Si riempie un altro tassello necessario per la fruizione dell’Ace “innovativa 2021” al 15% tramite la trasformazione in credito d’imposta, il cui utilizzo necessita del “riconoscimento” preventivo delle Entrate, da richiedersi con l’apposita comunicazione prevista dal comma 7 dell’articolo 19 del Dl 73/2021. Con il provvedimento 238235/2021 del 17 settembre 2021 (si veda l’articolo), l’Agenzia ha infatti approvato il modello denominato «Comunicazione per le fruizione del credito d’imposta Ace», con le relative minime istruzioni e le specifiche tecniche di trasmissione. Tale comunicazione deve essere inviata in via telematica a partire dal 20 novembre 2021 ed entro la scadenza del termine ordinario per la presentazione della dichiarazione dei redditi relativa al periodo d’imposta successivo a quello in corso al 31 dicembre 2020 (30 novembre 2022 per le persone fisiche ed i soggetti con esercizio solare). La comunicazione Ace può essere inviata con riferimento a uno o più incrementi di capitale proprio; pertanto, per tutti gli incrementi fino al 20 novembre 2021 si può fare un’unica comunicazione. In caso di incrementi successivi dovranno essere presentate ulteriori comunicazioni distinte, senza riportare gli incrementi indicati nelle comunicazioni già presentate.

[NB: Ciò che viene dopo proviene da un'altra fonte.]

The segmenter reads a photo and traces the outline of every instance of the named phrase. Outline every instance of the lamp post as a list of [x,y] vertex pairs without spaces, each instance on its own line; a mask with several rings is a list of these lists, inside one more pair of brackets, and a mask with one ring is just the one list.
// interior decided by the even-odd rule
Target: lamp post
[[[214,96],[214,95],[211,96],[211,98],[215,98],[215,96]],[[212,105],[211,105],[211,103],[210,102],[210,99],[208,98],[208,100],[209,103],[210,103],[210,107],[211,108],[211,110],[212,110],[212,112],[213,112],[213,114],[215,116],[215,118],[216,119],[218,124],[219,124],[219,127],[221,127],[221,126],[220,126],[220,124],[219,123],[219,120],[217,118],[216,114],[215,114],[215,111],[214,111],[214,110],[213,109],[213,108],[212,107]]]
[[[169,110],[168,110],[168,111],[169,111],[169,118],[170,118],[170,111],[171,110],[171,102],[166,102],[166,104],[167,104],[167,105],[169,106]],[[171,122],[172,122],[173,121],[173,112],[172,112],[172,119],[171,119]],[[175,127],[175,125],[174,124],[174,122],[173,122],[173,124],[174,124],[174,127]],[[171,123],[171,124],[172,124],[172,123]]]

A seguito del ricevimento della comunicazione, l’Agenzia deve comunicare entro 30 giorni il riconoscimento o il diniego del credito d’imposta (articolo 4.1 del provvedimento); considerato il termine iniziale di invio del 20 novembre 2021, ciò significa che in ipotesi di risposta entro il periodo massimo, l’impresa potrà utilizzare il credito d’imposta solo a partire da lunedì 20 dicembre 2021, e quindi potrebbe essere difficile un utilizzo in compensazione già nel 2021, essendo già trascorsa la scadenza di versamento del 16 dicembre 2021.

A questo punto, per poter correttamente utilizzare l’agevolazione, manca la circolare esplicativa delle Entrate, a scioglimento dei molti dubbi applicativi della disciplina, riguardanti, tra l’altro, la convivenza tra Ace innovativa e Ace ordinaria, le modalità di applicazione della disciplina anti elusiva e il recapture. In proposito, sarebbe auspicabile, come già avvenuto per altre nuove discipline, l’apertura di una consultazione pubblica che consenta di accogliere suggerimenti ed osservazioni degli esperti, il tutto in tempi brevi per permettere ai contribuenti di poter tempestivamente prepararsi ad inviare la comunicazione già dal 20 novembre 2021, velocizzando l’utilizzo del credito, che ha lo scopo di migliorare la liquidità delle imprese.

Il credito costituisce la modalità più spedita di fruizione dell’Ace innovativa 2021, che è calcolata con aliquota del 15 per cento, in luogo di quella ordinaria dell’1,3 per cento, sugli incrementi di patrimonio del 2021 fino a 5 milioni di euro , calcolati sempre per il loro intero importo, anche in deroga al criterio pro rata temporis altrimenti applicabile per i conferimenti in denaro ricevuti in corso d’anno. Si ricorda che a tal fine è anche disattivato il limite della base Ace costituito dall’importo del patrimonio netto risultante dal bilancio.